In [1]:
import math
import logging
FORMAT = '[%(name)s:%(levelname)s]  %(message)s'
logging.basicConfig(level=logging.DEBUG, format=FORMAT)
logger = logging.getLogger('dbg')

def dprint(s):
    logger.debug(s)

def iprint(s):
    logger.info(s)

logger.setLevel(logging.INFO)

## Heapsort and Binary Heaps

Efficient in-place sorting using a *binary heap* - **not** a stable sort (does not preserve input order of identical keys).

Complexity is better than quicksort in the worst case, and equivalent on average.

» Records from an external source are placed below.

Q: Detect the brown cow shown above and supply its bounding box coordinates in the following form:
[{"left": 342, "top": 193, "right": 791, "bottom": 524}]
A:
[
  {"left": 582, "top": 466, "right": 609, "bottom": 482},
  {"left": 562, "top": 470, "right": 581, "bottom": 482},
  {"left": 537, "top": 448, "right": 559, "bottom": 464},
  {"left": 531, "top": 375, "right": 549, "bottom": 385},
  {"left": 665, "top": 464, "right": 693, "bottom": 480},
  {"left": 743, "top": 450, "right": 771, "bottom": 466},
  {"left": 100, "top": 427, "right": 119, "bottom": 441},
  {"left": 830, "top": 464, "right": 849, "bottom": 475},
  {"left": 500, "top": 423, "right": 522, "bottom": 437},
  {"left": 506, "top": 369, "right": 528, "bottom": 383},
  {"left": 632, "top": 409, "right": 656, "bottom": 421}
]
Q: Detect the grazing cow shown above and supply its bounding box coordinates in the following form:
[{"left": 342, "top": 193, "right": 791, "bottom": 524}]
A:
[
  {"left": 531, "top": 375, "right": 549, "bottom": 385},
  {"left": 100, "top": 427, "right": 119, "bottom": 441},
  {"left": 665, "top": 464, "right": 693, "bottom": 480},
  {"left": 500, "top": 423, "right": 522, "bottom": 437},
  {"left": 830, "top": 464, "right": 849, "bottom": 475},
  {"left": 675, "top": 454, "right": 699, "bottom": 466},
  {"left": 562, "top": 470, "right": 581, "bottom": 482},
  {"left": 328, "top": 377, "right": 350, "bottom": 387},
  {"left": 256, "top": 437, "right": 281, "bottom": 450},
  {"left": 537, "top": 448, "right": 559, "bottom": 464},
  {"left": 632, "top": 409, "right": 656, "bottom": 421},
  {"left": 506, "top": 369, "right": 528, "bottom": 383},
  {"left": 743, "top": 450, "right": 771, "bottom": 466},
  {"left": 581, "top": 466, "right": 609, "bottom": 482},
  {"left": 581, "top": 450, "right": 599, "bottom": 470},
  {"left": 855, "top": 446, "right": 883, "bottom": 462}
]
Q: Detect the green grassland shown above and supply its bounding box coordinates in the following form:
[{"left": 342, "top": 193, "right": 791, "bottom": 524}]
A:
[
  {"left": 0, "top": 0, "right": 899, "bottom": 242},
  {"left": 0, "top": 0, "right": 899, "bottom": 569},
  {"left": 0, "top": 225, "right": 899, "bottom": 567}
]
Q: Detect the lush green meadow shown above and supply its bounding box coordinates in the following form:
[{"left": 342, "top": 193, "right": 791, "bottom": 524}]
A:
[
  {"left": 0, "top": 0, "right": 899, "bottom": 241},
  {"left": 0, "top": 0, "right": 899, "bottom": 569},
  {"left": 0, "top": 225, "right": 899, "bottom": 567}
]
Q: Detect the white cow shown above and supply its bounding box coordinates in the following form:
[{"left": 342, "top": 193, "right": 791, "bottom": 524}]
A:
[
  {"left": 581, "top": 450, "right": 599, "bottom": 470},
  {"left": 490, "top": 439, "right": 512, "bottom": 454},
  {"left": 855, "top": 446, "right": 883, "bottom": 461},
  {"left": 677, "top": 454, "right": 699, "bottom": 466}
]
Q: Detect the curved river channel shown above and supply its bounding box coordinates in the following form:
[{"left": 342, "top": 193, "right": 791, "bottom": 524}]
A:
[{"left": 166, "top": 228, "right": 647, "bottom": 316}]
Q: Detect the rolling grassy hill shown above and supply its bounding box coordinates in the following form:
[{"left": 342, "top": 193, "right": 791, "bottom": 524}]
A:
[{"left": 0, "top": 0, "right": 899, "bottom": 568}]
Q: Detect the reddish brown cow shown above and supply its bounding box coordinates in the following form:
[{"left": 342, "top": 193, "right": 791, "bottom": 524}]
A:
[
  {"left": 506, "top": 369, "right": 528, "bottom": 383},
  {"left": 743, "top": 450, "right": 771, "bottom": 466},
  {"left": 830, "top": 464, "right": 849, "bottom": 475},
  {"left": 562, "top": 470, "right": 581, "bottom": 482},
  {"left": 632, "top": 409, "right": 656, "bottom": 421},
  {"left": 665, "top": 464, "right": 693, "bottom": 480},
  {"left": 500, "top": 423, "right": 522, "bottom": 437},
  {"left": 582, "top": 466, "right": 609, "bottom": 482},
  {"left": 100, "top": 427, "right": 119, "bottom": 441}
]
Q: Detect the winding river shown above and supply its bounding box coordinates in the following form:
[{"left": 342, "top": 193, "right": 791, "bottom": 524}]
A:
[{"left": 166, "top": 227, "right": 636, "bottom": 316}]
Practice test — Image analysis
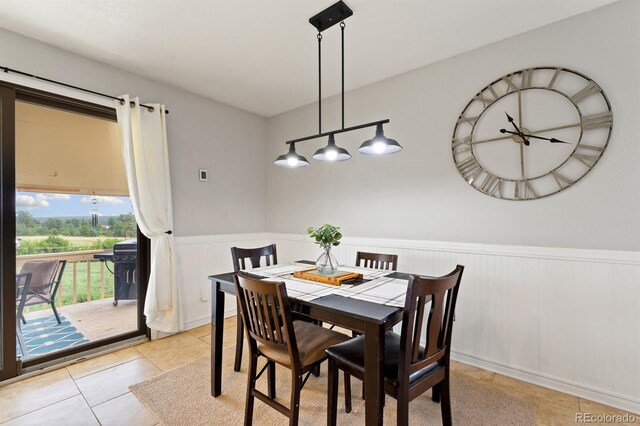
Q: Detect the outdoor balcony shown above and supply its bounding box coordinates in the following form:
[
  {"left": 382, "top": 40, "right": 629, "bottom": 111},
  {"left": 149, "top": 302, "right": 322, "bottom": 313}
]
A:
[{"left": 16, "top": 250, "right": 137, "bottom": 359}]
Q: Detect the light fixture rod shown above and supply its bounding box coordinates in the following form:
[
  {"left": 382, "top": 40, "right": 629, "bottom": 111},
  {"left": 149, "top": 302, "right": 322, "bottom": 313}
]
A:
[
  {"left": 340, "top": 21, "right": 345, "bottom": 129},
  {"left": 318, "top": 33, "right": 322, "bottom": 133},
  {"left": 286, "top": 118, "right": 389, "bottom": 144}
]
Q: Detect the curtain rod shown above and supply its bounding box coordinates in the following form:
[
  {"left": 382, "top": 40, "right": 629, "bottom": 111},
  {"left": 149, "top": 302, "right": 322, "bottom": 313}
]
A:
[{"left": 0, "top": 65, "right": 169, "bottom": 114}]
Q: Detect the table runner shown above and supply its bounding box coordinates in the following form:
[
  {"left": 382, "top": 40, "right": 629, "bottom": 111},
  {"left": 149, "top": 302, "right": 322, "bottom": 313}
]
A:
[{"left": 245, "top": 263, "right": 408, "bottom": 308}]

Storage is $\Theta(n)$. 

| Complexity | Average Case  | Worst Case |
| ---------- | ----------  | ---------- |
| Sort     | $O(n \log n)$ | $O(n \log n)$ |

Applications include the Linux Kernel to avoid quicksort $O(n^2)$ worst case. hybrid *introsort* exists.

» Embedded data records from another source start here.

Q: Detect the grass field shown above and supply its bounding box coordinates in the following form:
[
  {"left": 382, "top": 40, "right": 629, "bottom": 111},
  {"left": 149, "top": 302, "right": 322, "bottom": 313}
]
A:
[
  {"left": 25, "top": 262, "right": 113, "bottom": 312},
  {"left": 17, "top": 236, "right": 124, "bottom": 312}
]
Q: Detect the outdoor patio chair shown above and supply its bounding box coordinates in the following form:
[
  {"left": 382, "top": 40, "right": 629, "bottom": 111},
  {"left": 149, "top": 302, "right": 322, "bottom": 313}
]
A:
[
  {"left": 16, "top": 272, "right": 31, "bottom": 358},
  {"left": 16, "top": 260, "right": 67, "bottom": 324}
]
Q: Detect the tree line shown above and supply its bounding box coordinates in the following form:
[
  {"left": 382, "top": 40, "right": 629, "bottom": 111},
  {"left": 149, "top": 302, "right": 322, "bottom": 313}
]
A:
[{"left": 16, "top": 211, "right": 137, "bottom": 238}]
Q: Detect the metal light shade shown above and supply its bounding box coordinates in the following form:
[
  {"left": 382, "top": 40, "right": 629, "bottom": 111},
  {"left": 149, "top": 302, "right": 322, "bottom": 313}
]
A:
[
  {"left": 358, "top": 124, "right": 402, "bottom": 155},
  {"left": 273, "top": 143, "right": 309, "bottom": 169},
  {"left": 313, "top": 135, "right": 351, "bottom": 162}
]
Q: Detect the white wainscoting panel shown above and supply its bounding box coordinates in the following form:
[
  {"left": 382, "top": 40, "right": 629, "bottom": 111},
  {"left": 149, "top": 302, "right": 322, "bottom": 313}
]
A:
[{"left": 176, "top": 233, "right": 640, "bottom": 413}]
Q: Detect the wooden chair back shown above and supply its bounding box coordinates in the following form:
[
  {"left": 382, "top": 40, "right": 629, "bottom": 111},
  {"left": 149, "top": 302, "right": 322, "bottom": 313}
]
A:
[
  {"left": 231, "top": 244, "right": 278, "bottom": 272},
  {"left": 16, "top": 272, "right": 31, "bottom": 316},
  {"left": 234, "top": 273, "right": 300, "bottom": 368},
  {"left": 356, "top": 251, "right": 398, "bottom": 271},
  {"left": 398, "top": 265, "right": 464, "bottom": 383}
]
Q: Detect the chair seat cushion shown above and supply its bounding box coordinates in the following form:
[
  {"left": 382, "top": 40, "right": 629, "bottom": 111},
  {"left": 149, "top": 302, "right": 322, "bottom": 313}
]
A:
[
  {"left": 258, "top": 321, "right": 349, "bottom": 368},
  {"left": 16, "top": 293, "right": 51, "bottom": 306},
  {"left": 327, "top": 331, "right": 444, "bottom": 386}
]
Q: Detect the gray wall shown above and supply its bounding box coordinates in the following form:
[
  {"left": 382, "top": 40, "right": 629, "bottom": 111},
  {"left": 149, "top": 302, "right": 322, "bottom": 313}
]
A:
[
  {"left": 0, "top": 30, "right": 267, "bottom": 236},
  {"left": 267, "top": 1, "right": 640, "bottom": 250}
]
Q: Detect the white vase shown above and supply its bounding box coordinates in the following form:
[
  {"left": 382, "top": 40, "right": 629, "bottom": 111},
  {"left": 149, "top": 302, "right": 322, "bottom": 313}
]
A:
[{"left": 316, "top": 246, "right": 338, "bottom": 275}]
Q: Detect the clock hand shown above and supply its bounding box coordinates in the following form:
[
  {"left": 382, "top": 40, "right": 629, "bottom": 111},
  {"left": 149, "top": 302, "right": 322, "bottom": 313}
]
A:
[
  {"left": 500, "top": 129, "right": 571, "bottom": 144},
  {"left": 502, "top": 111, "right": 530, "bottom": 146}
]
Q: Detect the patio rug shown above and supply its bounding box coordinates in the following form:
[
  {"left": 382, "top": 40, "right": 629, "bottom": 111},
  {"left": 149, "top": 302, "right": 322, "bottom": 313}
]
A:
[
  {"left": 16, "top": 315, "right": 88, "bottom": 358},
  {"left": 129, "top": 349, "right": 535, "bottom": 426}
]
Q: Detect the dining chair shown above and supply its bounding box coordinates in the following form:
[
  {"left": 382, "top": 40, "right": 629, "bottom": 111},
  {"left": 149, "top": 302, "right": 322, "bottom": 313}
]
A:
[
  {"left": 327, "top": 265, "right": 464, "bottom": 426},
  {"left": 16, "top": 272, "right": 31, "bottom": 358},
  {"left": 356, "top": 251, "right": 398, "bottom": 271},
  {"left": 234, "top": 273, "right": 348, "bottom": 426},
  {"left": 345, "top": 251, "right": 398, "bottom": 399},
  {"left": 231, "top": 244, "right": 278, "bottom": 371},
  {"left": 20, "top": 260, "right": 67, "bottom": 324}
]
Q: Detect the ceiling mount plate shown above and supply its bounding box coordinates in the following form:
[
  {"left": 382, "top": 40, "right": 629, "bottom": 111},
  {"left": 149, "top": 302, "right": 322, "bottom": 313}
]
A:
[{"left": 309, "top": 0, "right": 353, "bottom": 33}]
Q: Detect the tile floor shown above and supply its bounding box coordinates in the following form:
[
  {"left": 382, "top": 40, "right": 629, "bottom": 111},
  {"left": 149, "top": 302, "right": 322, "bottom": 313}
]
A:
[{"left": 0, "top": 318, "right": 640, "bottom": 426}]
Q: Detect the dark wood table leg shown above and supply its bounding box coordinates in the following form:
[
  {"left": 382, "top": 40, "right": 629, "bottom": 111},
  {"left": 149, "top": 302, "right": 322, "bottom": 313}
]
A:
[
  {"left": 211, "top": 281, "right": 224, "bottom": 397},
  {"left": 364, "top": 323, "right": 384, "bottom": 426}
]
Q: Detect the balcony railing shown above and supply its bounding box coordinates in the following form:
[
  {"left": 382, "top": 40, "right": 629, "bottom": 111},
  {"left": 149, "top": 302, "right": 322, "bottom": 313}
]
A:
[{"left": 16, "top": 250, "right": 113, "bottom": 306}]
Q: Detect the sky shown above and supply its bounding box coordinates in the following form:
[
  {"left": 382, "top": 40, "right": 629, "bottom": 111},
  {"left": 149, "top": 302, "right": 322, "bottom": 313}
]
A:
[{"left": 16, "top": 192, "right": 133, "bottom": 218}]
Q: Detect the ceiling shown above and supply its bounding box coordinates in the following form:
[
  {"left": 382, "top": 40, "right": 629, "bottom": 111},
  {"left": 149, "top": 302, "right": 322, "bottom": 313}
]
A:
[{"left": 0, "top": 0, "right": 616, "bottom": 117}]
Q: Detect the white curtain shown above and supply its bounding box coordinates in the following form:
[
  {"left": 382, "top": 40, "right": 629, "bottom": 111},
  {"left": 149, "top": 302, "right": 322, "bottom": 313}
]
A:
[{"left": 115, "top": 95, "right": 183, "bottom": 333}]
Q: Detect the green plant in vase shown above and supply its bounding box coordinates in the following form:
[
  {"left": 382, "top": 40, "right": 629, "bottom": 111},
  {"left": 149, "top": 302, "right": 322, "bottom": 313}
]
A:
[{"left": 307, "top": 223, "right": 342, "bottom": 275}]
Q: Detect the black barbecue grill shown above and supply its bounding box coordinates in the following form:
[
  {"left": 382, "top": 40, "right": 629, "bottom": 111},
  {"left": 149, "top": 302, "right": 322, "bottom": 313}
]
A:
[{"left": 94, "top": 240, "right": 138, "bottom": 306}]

### Binary Heaps (Max and Min)

A Binary Max-Heap is a binary tree satisfying the following properties:

* **Shape:** - The binary tree is *Complete*, all levels except the *last* one are **full**. The last is filled **left to right**.
* **Max-Heap:** - The key of each node is $\geq$ to the keys of its children. 
* (**Min-Heap:**) - The key of each node is $\leq$ to the keys of its children.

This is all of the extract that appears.